Improving containers library

Hi all, I have started an internship in Cambridge and will spend 3 months on Haskell. One of the possible projects is improving the containers library. Things I am thinking about: - measuring the performance of existing implementations (notably Map and Set) and possibly improve them (either without or with API changes), - adding Queue and a PriorityQueue, - maybe adding a generalized trie, - maybe adding a hashtable (more like a trie of the hashes, something in the line of Ideal hash trees; and maybe a 'classic' hash modifiable in the ST monad?) I would be grateful for any comments, thoughts or wishes. Milan Straka

Hi Milan,
That sounds like a great projects.
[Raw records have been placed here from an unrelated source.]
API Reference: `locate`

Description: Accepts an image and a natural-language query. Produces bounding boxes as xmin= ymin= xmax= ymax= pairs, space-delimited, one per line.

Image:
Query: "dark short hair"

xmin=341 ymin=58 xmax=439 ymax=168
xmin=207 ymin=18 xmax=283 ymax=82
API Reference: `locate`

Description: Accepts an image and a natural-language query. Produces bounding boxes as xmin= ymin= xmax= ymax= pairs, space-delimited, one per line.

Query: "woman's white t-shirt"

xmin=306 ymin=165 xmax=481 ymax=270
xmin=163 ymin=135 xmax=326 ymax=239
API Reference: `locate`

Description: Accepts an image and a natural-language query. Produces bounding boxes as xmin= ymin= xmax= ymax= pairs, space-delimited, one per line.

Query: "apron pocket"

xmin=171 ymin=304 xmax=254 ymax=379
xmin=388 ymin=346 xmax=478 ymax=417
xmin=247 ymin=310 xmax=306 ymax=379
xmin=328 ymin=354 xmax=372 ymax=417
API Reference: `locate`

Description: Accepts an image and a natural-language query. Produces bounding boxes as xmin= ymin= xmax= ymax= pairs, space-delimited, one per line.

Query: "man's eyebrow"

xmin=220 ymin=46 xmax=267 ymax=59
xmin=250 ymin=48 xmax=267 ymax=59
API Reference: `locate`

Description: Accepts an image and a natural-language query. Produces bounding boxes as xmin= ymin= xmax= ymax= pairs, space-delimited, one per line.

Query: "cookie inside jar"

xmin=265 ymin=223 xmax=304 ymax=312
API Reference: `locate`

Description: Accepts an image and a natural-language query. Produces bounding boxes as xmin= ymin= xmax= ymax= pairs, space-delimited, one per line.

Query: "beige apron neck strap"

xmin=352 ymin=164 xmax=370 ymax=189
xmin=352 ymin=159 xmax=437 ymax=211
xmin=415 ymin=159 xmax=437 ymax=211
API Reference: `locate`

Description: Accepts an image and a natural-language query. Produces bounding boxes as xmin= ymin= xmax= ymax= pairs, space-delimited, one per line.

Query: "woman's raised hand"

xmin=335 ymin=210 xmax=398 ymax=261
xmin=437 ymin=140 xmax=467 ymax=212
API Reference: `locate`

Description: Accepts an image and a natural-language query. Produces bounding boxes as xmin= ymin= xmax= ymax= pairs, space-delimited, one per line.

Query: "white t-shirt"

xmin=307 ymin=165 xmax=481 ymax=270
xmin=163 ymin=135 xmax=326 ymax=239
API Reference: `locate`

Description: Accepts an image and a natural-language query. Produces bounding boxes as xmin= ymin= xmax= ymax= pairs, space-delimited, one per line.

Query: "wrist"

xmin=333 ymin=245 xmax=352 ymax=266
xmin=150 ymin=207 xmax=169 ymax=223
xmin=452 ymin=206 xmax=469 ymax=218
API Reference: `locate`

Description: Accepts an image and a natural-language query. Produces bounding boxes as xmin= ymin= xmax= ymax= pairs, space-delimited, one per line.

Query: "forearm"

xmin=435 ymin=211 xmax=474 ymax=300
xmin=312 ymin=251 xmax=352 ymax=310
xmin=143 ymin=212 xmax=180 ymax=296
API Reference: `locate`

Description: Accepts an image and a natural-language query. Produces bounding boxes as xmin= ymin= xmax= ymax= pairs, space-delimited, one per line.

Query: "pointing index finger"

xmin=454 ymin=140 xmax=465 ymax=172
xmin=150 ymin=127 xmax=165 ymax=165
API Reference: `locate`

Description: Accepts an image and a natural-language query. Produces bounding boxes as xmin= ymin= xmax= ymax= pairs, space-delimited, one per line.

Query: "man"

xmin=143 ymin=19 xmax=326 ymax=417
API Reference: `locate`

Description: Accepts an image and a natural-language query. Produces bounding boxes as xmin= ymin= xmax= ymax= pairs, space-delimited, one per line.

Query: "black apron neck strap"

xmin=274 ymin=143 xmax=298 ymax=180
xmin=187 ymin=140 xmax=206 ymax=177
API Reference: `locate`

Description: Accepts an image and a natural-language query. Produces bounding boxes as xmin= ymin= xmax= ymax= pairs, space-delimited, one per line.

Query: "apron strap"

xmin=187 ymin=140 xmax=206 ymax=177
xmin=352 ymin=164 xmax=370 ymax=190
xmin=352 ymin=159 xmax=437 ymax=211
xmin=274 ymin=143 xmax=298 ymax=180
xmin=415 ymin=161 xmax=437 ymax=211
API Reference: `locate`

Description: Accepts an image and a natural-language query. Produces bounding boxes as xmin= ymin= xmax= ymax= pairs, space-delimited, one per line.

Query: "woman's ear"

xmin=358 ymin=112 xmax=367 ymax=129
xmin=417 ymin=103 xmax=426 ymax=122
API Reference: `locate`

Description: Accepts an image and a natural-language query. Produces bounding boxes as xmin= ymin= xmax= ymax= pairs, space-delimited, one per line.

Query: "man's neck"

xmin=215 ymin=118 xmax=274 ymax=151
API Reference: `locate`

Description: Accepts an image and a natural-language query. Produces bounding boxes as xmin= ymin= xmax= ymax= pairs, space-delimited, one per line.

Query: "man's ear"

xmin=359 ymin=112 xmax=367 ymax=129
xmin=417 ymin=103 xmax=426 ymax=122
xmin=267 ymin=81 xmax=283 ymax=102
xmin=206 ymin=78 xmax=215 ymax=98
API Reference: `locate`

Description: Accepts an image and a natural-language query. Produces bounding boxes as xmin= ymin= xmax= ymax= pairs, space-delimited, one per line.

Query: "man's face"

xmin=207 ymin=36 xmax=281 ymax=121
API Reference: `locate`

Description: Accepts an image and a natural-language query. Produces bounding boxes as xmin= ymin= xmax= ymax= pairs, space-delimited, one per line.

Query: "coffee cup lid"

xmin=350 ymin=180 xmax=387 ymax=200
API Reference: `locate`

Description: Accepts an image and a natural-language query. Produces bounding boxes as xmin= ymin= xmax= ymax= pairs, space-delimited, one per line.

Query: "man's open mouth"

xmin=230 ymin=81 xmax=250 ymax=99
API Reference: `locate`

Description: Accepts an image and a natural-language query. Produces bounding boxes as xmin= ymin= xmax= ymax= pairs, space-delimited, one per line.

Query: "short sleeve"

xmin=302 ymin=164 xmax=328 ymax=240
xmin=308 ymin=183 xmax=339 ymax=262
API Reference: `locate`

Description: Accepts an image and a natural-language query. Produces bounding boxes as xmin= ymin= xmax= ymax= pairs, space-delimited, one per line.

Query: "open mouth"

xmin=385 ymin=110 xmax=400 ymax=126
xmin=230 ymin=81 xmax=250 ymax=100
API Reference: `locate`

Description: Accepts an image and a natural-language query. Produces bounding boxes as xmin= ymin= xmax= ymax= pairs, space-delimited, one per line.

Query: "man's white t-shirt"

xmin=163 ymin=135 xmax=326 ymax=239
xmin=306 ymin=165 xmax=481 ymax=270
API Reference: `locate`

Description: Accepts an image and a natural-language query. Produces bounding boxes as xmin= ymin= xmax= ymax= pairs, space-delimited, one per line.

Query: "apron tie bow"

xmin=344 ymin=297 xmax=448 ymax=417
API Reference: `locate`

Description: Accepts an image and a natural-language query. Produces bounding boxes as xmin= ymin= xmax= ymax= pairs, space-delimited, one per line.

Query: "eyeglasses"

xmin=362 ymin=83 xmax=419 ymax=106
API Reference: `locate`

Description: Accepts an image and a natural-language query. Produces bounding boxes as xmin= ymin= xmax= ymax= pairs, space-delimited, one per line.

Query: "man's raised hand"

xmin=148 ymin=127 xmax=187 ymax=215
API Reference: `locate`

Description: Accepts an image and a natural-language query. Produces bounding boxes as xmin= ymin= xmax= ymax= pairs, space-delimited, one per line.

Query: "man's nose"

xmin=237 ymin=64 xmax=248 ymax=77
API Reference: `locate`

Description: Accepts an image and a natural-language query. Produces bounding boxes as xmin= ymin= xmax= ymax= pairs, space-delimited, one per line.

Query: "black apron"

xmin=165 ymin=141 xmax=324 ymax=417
Some thoughts/comment to each of the
points in your list.
On Wed, Mar 3, 2010 at 3:23 PM, Milan Straka
Hi all,
I have started an internship in Cambridge and will spend 3 months on Haskell. One of the possible projects is improving the containers library. Things I am thinking about: - measuring the performance of existing implementations (notably Map and Set) and possibly improve them (either without or with API changes),
In case you didn't know about it already, Criterion is an excellent benchmarking library. We've been using it extensively when benchmarking the event library. You can find some example benchmarks for a priority search queue at: http://github.com/tibbe/event/blob/master/benchmarks/PSQ.hs
- adding Queue and a PriorityQueue, - maybe adding a generalized trie, - maybe adding a hashtable (more like a trie of the hashes, something in the line of Ideal hash trees; and maybe a 'classic' hash modifiable in the ST monad?)
I would be grateful for any comments, thoughts or wishes.
Something I've been thinking about lately is how a containers library using associate data types would look like. Perhaps it would be interesting to investigate that as well. -- Johan

Hi Johan, thanks for the answer. Criterion is excellent, and there is also Progression build on the top of Criterion. Concerning the associated data types, they are definitely worth considering. Cheers, Milan
Hi Milan,
That sounds like a great projects. Some thoughts/comment to each of the points in your list.
On Wed, Mar 3, 2010 at 3:23 PM, Milan Straka
wrote: Hi all,
I have started an internship in Cambridge and will spend 3 months on Haskell. One of the possible projects is improving the containers library. Things I am thinking about: - measuring the performance of existing implementations (notably Map and Set) and possibly improve them (either without or with API changes),
In case you didn't know about it already, Criterion is an excellent benchmarking library. We've been using it extensively when benchmarking the event library. You can find some example benchmarks for a priority search queue at:
http://github.com/tibbe/event/blob/master/benchmarks/PSQ.hs
- adding Queue and a PriorityQueue, - maybe adding a generalized trie, - maybe adding a hashtable (more like a trie of the hashes, something in the line of Ideal hash trees; and maybe a 'classic' hash modifiable in the ST monad?)
I would be grateful for any comments, thoughts or wishes.
Something I've been thinking about lately is how a containers library using associate data types would look like. Perhaps it would be interesting to investigate that as well.
-- Johan

Hi Milan, On 03.03.2010, at 15:23, Milan Straka wrote:
Hi all,
I have started an internship in Cambridge and will spend 3 months on Haskell. One of the possible projects is improving the containers library. Things I am thinking about: - measuring the performance of existing implementations (notably Map and Set) and possibly improve them (either without or with API changes), - adding Queue and a PriorityQueue, - maybe adding a generalized trie, - maybe adding a hashtable (more like a trie of the hashes, something in the line of Ideal hash trees; and maybe a 'classic' hash modifiable in the ST monad?)
I would be grateful for any comments, thoughts or wishes.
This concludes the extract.